I am reminded of the furore which hit London in the late ‘90s in the charity sector when investigations revealed the embarrassingly low proportion of the donated money being spent on the cause rather than administration. It caused a sector shake-up, increased transparency, and now results in published statistics. I returned home at the start of the pandemic in 2020 and began to ask questions because I was approached by opera singers distressed by the fees they were being offered. I’ve yet to see full transparency on the issue despite my persistent questioning.

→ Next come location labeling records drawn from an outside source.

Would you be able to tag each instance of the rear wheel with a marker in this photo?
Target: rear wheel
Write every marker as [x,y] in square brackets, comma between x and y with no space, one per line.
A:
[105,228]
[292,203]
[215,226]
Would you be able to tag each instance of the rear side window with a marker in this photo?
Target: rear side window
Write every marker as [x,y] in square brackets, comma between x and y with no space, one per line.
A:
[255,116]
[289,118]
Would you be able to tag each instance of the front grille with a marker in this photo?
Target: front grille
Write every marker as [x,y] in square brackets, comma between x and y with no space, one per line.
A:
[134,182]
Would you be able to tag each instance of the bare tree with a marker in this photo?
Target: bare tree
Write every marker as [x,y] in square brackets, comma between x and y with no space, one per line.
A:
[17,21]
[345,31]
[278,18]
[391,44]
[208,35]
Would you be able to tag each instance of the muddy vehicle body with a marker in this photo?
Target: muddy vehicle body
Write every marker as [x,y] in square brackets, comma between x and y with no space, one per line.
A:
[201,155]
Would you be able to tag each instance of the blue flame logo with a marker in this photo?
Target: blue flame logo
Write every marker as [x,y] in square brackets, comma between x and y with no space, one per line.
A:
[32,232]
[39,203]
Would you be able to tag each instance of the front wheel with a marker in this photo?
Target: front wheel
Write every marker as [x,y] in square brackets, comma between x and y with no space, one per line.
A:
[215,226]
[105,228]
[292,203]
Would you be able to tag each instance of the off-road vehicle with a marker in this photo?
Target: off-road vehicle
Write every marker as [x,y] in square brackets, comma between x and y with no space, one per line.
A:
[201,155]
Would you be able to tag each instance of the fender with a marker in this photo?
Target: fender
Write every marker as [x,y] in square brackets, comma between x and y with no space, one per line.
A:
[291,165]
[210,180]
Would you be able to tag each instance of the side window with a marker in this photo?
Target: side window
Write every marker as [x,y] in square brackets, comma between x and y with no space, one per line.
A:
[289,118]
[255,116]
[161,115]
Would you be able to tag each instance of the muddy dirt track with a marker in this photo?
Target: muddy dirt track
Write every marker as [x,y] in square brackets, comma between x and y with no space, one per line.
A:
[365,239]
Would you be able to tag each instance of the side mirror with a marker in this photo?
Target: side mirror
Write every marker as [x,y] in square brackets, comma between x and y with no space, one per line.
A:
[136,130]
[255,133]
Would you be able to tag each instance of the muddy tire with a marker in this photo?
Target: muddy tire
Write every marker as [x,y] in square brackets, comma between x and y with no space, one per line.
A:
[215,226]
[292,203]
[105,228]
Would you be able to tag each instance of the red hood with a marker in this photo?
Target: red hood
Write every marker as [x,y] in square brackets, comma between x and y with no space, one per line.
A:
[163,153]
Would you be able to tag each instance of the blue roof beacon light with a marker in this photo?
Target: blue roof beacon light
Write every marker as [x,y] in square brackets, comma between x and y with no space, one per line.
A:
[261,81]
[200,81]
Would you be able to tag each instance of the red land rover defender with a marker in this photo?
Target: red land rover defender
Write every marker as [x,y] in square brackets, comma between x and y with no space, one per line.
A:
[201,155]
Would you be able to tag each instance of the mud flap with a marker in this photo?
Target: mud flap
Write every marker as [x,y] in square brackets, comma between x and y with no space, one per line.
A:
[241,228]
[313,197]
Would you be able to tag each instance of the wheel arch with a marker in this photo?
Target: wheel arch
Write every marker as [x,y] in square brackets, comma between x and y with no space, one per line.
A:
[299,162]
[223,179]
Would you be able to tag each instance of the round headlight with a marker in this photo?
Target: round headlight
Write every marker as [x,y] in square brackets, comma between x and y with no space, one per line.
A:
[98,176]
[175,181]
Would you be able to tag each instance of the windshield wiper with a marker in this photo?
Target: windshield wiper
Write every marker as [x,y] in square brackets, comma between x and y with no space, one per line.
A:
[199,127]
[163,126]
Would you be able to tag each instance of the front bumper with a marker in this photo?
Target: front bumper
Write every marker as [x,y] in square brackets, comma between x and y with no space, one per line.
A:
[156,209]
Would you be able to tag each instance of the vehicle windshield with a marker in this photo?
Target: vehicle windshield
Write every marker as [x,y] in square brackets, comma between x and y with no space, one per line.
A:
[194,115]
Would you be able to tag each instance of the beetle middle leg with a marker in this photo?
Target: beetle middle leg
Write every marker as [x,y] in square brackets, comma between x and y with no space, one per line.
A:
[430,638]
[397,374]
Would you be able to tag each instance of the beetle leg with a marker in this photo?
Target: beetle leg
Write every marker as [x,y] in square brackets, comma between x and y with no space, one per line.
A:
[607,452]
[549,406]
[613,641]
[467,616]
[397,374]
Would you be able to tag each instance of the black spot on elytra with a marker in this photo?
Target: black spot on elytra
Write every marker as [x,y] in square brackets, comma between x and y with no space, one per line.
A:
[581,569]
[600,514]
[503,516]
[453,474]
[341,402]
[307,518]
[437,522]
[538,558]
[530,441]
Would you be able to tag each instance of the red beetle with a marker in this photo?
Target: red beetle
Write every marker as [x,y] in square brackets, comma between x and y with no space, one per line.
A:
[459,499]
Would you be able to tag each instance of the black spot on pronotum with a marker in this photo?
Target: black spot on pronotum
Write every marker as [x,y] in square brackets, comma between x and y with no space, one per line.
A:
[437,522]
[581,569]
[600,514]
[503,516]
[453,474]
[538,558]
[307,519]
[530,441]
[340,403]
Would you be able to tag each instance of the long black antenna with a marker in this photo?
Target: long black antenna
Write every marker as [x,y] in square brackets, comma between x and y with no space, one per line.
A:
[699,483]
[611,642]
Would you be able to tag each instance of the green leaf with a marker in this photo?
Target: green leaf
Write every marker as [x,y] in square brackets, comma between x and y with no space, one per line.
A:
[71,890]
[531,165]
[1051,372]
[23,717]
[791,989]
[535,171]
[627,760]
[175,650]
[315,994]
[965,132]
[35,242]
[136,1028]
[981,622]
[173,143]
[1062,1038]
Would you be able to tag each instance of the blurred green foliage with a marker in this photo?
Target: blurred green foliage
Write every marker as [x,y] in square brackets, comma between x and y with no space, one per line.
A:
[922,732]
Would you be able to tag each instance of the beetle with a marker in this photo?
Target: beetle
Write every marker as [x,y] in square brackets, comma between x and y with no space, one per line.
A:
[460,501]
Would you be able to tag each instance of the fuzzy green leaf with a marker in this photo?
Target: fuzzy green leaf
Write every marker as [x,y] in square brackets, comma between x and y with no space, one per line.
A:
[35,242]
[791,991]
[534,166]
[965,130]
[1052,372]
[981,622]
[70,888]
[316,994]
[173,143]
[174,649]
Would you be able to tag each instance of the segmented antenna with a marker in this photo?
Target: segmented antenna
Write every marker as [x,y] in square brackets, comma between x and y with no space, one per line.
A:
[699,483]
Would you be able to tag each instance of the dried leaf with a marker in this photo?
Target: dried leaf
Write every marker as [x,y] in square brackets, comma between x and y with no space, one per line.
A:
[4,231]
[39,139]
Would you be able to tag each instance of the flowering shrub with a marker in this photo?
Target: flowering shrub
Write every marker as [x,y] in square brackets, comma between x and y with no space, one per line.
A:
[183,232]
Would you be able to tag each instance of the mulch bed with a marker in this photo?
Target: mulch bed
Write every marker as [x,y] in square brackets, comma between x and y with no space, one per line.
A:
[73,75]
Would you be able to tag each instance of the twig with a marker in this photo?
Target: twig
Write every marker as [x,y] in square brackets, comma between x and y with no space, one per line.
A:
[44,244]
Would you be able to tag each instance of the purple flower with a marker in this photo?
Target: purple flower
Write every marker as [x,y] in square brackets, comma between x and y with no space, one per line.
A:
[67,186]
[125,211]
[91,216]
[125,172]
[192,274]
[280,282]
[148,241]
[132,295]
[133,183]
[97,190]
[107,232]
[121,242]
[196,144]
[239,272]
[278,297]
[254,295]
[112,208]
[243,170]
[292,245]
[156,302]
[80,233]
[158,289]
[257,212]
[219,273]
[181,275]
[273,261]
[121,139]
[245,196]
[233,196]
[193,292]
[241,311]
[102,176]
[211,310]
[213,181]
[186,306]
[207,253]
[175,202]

Any artist in this country (from whichever discipline, be it comedy or opera) should be concerned that significant arts funding is not going to the artists but rather to those who sit at desks drawing down their government- and donor-subsidised wages. It’s time for a shake-up of the arts sector in New Zealand so that we can all see where the funding actually ends up. I challenge Creative New Zealand to take notice of its Sustainable Careers paper and spearhead the process required to “follow the money”.
A native of Ashburton, Simon O’Neill is recognised as one of the world’s finest Helden-tenors. He has appeared in leading roles at the Metropolitan Opera, the Royal Opera House Covent Garden, Teatro alla Scala, Berlin, Munich and Vienna Staatsoper, Carnegie Hall, the BBC Proms and the Edinburgh, Salzburg and Bayreuth Festivals. He is a Fulbright Scholar, an officer of the New Zealand Order of Merit, alumnus of The Juilliard School, Manhattan School of Music and University of Otago, he holds a Doctor of Music from Victoria University (Honoris Causa), Arts Foundation Laureate, and is a Grammy nominated recording artist. Simon lives in Auckland with his wife, Carmel and their three children.